So-called “means-testing” has been kicked around for years. In effect, if you can afford your retirement on private savings, no entitlement payments for you, even if you put into the system for decades.
Here’s the rub: Who is wealthy? Anyone making more than $60,000 a year.
That would be the necessary level at which to cut benefits, according to Dean Baker, co-director of the Center for Economic Policy and Research.
“Such inconsistencies pervade the arguments of those wanting to cut Social Security benefits,” Baker writes in The American Prospect.
“Those who care about logic would note that the loss of more than $10 trillion dollars of wealth in the housing crash and stock market plunge would be an argument against cutting Social Security benefits for retirees and near retirees.”
Michael Lind of the New American Foundation says that, at worst, the Social Security shortfall is only a minor cause of the total budget deficit.
“The anti-Social Security lobby always presents the ‘unfunded liabilities’ of ‘entitlements’ in scary dollar terms, rather than as percentage points of GDP,” Lind notes.
He says that over the next 75 years, the Social Security shortfall would only be around 1 percent of total U.S. GDP projected for the same time frame — and could be easily eliminated altogether.

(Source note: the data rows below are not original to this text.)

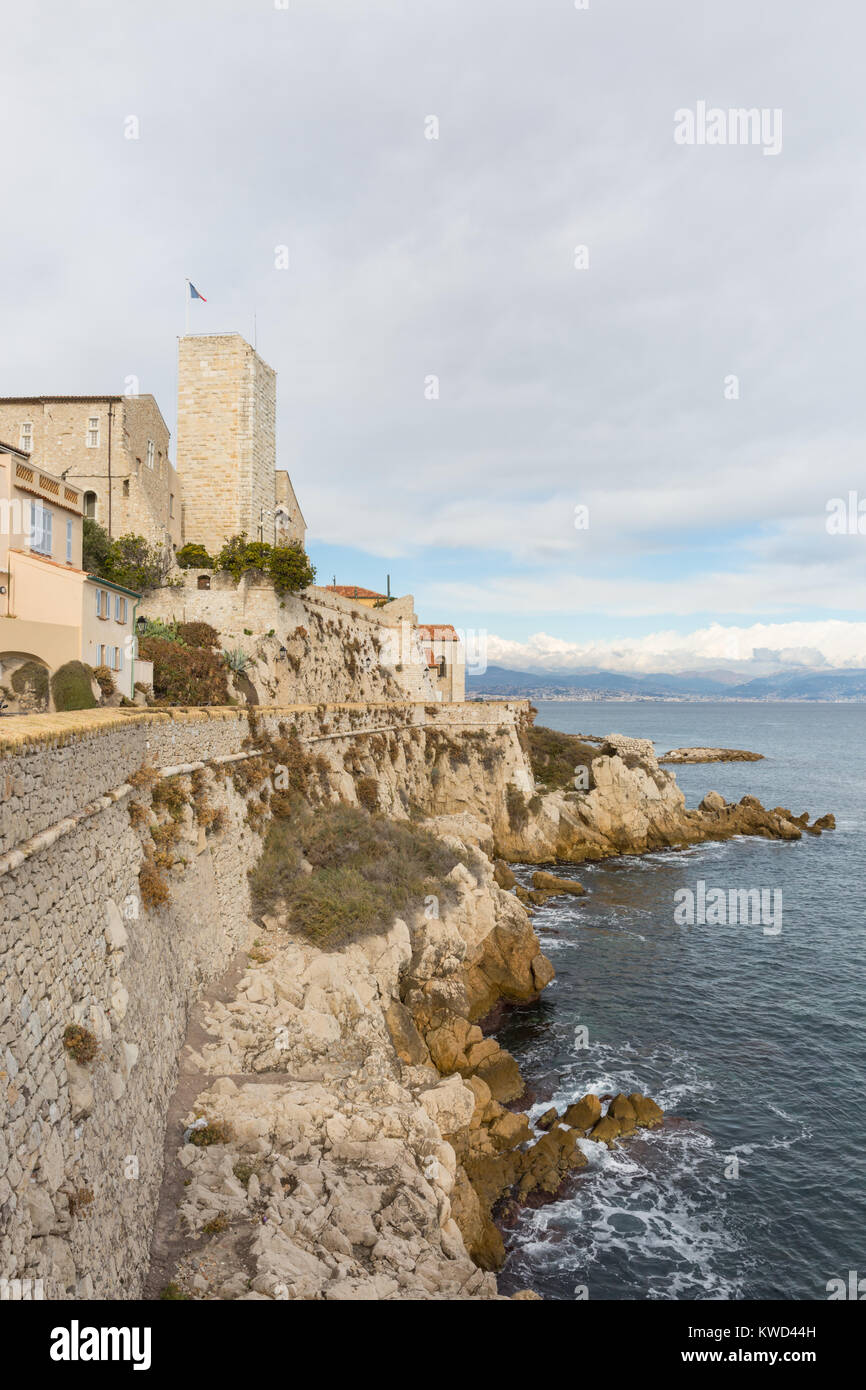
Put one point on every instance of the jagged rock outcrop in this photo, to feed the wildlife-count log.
(359, 1114)
(631, 806)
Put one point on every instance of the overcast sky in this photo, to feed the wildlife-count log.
(455, 257)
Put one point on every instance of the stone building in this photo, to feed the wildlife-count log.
(113, 448)
(227, 445)
(50, 610)
(445, 658)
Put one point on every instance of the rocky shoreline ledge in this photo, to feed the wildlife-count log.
(353, 1133)
(711, 755)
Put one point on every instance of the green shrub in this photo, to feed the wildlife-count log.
(193, 556)
(198, 634)
(166, 631)
(32, 677)
(287, 565)
(96, 548)
(273, 877)
(184, 674)
(79, 1043)
(238, 662)
(367, 791)
(71, 687)
(211, 1133)
(291, 569)
(366, 870)
(128, 560)
(555, 756)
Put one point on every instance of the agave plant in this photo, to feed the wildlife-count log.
(238, 660)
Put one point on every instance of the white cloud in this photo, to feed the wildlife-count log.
(759, 647)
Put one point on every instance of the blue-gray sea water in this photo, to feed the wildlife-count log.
(754, 1044)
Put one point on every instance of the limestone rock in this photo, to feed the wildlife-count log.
(647, 1112)
(552, 884)
(584, 1114)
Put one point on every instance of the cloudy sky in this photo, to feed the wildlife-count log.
(605, 385)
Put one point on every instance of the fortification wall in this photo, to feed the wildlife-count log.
(334, 649)
(81, 1144)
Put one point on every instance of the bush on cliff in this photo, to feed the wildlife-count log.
(288, 566)
(555, 758)
(184, 674)
(71, 687)
(366, 872)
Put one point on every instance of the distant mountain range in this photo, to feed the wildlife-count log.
(799, 683)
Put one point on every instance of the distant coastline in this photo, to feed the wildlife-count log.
(630, 698)
(791, 685)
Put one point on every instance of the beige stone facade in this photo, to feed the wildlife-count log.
(41, 576)
(113, 448)
(107, 633)
(227, 444)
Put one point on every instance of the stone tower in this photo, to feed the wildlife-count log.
(227, 439)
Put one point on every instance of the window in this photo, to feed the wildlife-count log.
(41, 528)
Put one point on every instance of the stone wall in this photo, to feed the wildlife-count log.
(141, 495)
(334, 649)
(227, 439)
(81, 1144)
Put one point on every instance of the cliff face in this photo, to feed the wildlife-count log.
(363, 1065)
(341, 1087)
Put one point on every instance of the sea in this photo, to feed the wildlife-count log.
(752, 1041)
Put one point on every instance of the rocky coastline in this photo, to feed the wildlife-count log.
(711, 755)
(350, 1127)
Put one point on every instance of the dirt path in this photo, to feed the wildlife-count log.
(168, 1243)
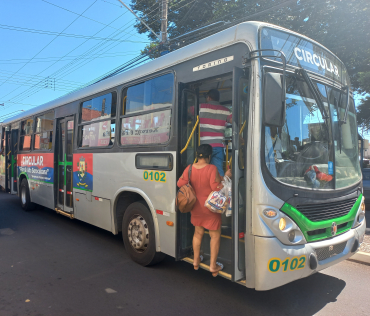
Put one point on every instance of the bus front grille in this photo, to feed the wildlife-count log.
(330, 251)
(324, 211)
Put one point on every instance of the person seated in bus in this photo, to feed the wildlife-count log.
(204, 179)
(213, 118)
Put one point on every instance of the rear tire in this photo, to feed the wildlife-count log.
(139, 235)
(26, 203)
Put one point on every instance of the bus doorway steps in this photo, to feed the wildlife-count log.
(59, 211)
(205, 266)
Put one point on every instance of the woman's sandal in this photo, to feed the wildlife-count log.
(220, 266)
(196, 267)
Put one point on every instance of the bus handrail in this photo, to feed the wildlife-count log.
(191, 135)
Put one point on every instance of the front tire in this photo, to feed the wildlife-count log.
(26, 203)
(139, 236)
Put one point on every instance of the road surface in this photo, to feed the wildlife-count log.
(51, 265)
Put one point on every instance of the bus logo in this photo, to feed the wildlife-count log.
(334, 229)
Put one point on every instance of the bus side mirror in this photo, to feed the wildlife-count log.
(274, 100)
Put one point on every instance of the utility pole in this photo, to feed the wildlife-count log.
(140, 19)
(164, 21)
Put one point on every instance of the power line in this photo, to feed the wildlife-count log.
(53, 39)
(28, 92)
(51, 59)
(57, 6)
(21, 29)
(71, 63)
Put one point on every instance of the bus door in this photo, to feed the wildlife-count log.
(2, 159)
(8, 159)
(13, 158)
(187, 122)
(64, 160)
(238, 163)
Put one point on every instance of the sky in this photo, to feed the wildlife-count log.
(52, 47)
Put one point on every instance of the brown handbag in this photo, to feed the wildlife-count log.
(186, 197)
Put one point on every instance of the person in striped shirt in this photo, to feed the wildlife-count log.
(213, 118)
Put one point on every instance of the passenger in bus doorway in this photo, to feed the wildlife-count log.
(204, 179)
(213, 118)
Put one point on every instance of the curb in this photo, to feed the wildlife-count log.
(361, 257)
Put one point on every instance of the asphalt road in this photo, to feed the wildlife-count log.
(51, 265)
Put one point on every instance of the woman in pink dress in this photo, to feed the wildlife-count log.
(204, 179)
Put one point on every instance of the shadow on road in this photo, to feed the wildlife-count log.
(99, 261)
(303, 297)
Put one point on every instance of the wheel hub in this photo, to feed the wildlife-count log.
(138, 233)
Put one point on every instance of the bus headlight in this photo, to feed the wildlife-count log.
(360, 216)
(281, 226)
(291, 235)
(282, 223)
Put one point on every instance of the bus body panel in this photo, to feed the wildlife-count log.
(278, 264)
(94, 210)
(118, 170)
(42, 193)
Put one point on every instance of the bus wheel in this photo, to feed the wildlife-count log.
(26, 203)
(139, 236)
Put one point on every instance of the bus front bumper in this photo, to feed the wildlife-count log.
(277, 264)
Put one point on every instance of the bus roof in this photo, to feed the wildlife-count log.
(235, 34)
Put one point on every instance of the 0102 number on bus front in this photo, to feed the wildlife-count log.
(156, 176)
(296, 263)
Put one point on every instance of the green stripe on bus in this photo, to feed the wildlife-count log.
(306, 225)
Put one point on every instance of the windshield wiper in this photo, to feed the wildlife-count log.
(303, 73)
(339, 125)
(344, 121)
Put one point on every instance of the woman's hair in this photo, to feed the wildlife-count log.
(204, 151)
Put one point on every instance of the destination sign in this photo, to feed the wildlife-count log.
(303, 53)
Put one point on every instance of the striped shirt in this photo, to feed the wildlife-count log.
(213, 117)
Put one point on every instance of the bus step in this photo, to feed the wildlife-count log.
(59, 211)
(206, 267)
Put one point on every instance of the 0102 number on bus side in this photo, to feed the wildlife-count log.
(296, 263)
(157, 176)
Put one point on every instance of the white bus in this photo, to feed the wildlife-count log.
(110, 154)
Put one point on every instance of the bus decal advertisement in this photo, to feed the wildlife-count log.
(37, 167)
(83, 172)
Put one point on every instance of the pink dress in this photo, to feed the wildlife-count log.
(203, 181)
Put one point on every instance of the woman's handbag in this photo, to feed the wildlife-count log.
(218, 201)
(186, 198)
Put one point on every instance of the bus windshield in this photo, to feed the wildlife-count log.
(312, 151)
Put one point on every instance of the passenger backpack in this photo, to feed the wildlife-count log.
(186, 198)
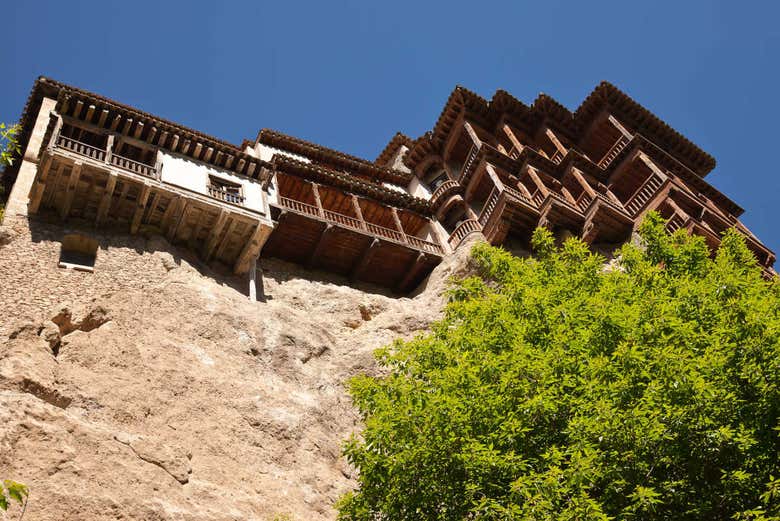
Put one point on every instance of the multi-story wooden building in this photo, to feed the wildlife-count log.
(498, 168)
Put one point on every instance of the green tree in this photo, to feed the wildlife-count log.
(9, 150)
(564, 388)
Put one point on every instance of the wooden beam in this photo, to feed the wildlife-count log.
(102, 118)
(619, 126)
(105, 201)
(192, 240)
(252, 248)
(358, 211)
(70, 191)
(214, 234)
(398, 224)
(316, 191)
(36, 194)
(175, 221)
(364, 260)
(140, 207)
(225, 239)
(327, 232)
(411, 273)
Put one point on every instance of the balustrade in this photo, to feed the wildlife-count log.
(614, 151)
(361, 226)
(464, 229)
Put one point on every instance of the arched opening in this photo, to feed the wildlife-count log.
(78, 252)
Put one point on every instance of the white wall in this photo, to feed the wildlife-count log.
(194, 176)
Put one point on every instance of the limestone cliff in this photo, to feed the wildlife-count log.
(154, 389)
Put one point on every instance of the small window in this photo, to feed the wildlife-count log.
(78, 252)
(225, 190)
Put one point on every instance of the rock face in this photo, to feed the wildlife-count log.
(154, 389)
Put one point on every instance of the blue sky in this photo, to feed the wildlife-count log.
(350, 74)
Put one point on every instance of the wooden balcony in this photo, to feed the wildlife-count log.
(614, 151)
(101, 155)
(351, 246)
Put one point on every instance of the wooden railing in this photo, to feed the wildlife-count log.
(134, 166)
(220, 193)
(81, 148)
(644, 194)
(468, 166)
(344, 220)
(557, 157)
(464, 229)
(361, 226)
(490, 206)
(298, 206)
(676, 222)
(584, 200)
(443, 188)
(387, 233)
(613, 152)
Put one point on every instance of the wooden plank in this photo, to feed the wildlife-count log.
(252, 248)
(327, 232)
(105, 201)
(140, 207)
(364, 260)
(73, 180)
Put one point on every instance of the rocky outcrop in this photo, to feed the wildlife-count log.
(154, 389)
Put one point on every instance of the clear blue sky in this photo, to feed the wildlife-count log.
(350, 74)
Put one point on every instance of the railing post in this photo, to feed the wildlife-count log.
(316, 191)
(398, 224)
(109, 148)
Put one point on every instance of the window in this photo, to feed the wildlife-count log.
(225, 190)
(78, 252)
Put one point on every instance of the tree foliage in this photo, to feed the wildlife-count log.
(564, 388)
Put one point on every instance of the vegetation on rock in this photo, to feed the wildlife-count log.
(559, 387)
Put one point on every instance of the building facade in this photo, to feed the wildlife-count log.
(495, 167)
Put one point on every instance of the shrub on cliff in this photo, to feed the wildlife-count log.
(558, 388)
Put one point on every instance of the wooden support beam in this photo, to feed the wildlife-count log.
(192, 240)
(102, 118)
(327, 232)
(214, 234)
(555, 141)
(398, 224)
(364, 260)
(177, 219)
(252, 248)
(619, 126)
(36, 194)
(105, 201)
(127, 126)
(70, 191)
(358, 211)
(316, 191)
(411, 273)
(143, 197)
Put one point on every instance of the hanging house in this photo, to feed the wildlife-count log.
(495, 167)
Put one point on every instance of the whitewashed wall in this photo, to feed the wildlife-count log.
(194, 176)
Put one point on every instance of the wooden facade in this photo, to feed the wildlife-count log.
(497, 168)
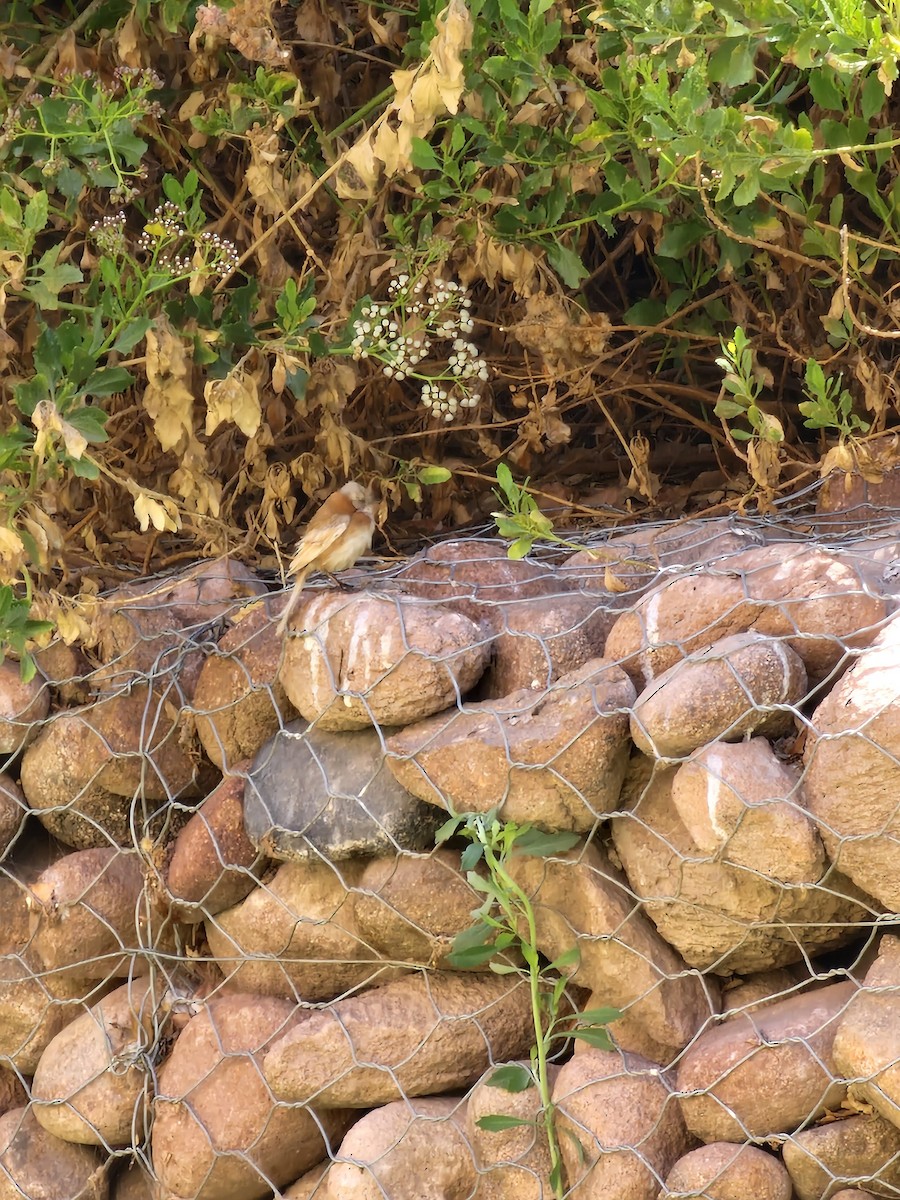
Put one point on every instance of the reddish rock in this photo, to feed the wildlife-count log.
(852, 760)
(366, 660)
(724, 1171)
(556, 760)
(742, 805)
(239, 702)
(721, 917)
(739, 685)
(418, 1036)
(867, 1047)
(863, 1151)
(214, 864)
(619, 1131)
(725, 1077)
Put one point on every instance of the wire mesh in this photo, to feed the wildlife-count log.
(227, 948)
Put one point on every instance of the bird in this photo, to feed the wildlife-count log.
(335, 538)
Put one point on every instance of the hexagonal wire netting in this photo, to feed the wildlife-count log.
(277, 910)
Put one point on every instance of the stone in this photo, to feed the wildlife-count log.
(90, 766)
(787, 591)
(411, 907)
(538, 641)
(408, 1150)
(745, 994)
(23, 708)
(724, 1171)
(619, 1133)
(366, 659)
(478, 579)
(852, 769)
(857, 1151)
(295, 936)
(621, 568)
(725, 1077)
(34, 1007)
(419, 1036)
(93, 1083)
(213, 864)
(155, 627)
(742, 805)
(13, 810)
(515, 1163)
(555, 760)
(217, 1132)
(735, 688)
(239, 702)
(36, 1165)
(720, 917)
(89, 916)
(581, 900)
(867, 1047)
(318, 795)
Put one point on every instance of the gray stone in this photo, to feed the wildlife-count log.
(313, 793)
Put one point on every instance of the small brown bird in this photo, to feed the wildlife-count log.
(335, 538)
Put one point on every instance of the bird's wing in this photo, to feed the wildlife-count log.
(317, 540)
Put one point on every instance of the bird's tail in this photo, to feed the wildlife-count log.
(291, 607)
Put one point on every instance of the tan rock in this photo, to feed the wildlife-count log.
(371, 660)
(477, 579)
(631, 561)
(743, 805)
(751, 991)
(556, 760)
(811, 598)
(89, 766)
(34, 1007)
(724, 1171)
(540, 640)
(863, 1151)
(619, 1132)
(738, 685)
(295, 935)
(214, 864)
(239, 701)
(513, 1164)
(409, 1150)
(852, 760)
(721, 917)
(217, 1132)
(867, 1047)
(725, 1079)
(580, 899)
(418, 1036)
(94, 1080)
(412, 907)
(23, 707)
(13, 810)
(89, 916)
(36, 1165)
(145, 627)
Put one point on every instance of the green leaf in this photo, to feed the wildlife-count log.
(567, 264)
(598, 1038)
(474, 957)
(36, 211)
(511, 1078)
(430, 475)
(132, 334)
(540, 844)
(423, 156)
(497, 1122)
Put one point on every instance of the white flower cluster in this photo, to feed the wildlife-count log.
(160, 239)
(401, 331)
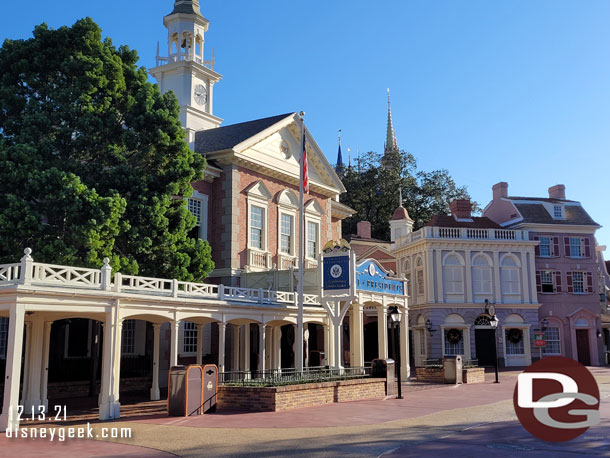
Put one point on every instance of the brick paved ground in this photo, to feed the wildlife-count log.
(468, 420)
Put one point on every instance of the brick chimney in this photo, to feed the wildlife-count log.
(557, 192)
(364, 229)
(461, 208)
(500, 190)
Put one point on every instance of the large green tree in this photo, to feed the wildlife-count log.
(93, 161)
(373, 186)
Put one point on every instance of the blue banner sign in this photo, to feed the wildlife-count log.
(370, 277)
(336, 272)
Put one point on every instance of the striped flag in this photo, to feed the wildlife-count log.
(305, 176)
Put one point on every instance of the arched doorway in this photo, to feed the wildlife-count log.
(484, 340)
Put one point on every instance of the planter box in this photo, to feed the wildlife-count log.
(273, 399)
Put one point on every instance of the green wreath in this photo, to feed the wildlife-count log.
(454, 336)
(514, 335)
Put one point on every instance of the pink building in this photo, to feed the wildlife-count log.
(566, 268)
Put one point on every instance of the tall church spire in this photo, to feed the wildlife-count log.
(390, 140)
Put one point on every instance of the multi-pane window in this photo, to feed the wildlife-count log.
(195, 206)
(454, 342)
(312, 239)
(546, 278)
(257, 218)
(509, 276)
(128, 341)
(545, 247)
(576, 250)
(453, 272)
(420, 282)
(481, 276)
(286, 230)
(578, 282)
(190, 337)
(3, 336)
(553, 346)
(514, 342)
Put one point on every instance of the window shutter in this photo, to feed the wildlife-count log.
(537, 248)
(590, 282)
(557, 282)
(555, 248)
(587, 248)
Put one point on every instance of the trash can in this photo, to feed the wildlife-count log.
(384, 368)
(452, 367)
(185, 391)
(210, 388)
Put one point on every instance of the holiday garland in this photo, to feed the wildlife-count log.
(454, 336)
(514, 335)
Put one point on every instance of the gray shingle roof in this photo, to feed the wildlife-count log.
(536, 213)
(226, 137)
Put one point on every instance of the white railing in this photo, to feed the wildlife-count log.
(10, 272)
(74, 276)
(28, 272)
(433, 232)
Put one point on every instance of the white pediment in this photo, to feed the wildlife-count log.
(278, 148)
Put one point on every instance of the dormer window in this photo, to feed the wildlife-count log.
(558, 211)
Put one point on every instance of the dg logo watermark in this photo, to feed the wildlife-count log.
(556, 399)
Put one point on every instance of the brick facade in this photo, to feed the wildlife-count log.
(273, 399)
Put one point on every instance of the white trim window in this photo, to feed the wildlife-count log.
(578, 282)
(313, 233)
(257, 221)
(198, 206)
(128, 339)
(3, 337)
(545, 246)
(189, 338)
(553, 341)
(509, 276)
(286, 233)
(453, 273)
(481, 276)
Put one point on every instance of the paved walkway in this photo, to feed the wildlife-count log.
(468, 420)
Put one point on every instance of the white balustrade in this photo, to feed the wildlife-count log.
(75, 276)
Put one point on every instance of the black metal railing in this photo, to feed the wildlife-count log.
(291, 376)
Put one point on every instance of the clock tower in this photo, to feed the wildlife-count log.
(184, 71)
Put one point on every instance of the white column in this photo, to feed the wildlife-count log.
(222, 328)
(277, 347)
(261, 347)
(382, 331)
(46, 346)
(246, 357)
(32, 398)
(9, 417)
(331, 344)
(109, 401)
(155, 395)
(498, 291)
(405, 369)
(173, 349)
(468, 276)
(199, 344)
(26, 364)
(235, 356)
(358, 336)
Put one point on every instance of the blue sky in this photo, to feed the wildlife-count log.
(515, 91)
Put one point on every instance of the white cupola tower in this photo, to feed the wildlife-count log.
(184, 71)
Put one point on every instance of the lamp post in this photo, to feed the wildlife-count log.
(494, 325)
(395, 317)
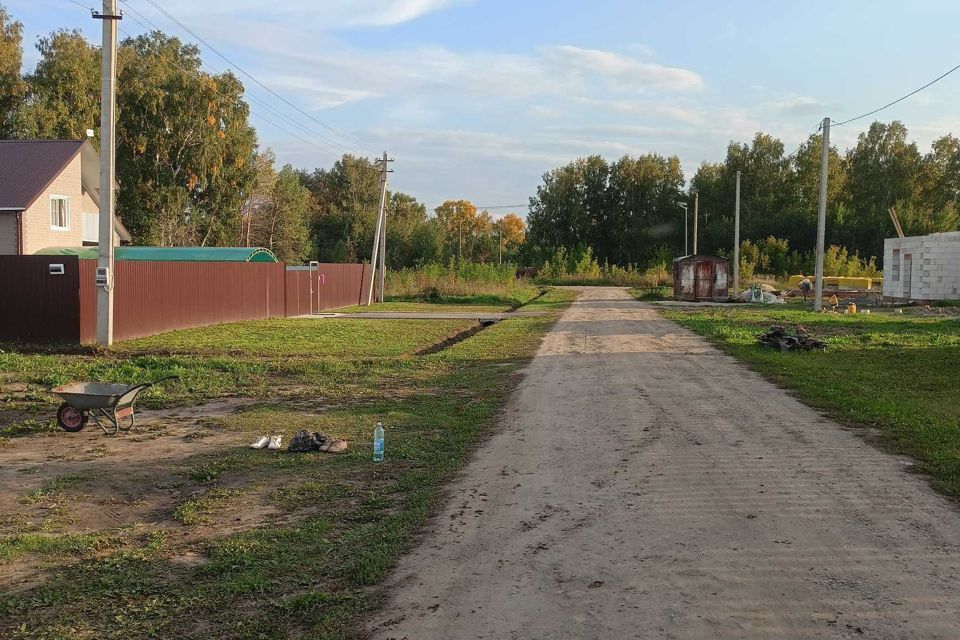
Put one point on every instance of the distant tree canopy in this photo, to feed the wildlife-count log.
(627, 212)
(190, 173)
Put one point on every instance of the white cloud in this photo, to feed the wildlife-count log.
(321, 14)
(622, 72)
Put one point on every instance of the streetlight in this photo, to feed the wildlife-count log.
(686, 250)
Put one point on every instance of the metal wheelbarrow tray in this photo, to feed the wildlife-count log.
(112, 402)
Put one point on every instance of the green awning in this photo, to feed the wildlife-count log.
(169, 254)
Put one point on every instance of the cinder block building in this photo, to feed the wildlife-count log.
(922, 268)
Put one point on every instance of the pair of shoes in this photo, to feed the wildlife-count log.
(263, 442)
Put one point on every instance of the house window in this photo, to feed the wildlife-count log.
(59, 213)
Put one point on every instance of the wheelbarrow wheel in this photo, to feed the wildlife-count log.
(71, 419)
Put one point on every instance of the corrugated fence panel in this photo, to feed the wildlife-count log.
(154, 297)
(88, 301)
(36, 306)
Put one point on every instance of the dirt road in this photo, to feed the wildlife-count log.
(646, 486)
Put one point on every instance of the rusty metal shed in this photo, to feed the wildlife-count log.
(700, 279)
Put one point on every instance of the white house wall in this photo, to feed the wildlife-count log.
(935, 273)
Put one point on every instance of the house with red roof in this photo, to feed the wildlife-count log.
(50, 196)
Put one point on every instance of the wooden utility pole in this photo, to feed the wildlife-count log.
(736, 242)
(108, 143)
(822, 215)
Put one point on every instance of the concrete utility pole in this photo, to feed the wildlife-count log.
(736, 241)
(383, 227)
(696, 216)
(822, 215)
(686, 243)
(108, 171)
(377, 261)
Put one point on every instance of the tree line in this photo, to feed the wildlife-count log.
(629, 211)
(190, 170)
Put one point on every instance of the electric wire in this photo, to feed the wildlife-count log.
(221, 94)
(900, 99)
(322, 142)
(352, 140)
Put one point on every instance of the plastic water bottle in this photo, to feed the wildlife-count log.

Nevertheless, if benefits are not cut to some, then somebody somewhere has to pay more to keep the system in the black. It's simple math: As millions of baby boomers retire, far fewer of their kids join the system.
In Lind’s view, that means you tax the people with money, i.e., the rich.
Had the Bush tax cuts been made permanent, Lind argues, they would have created a 75-year shortfall between three and six times greater than Social Security may face.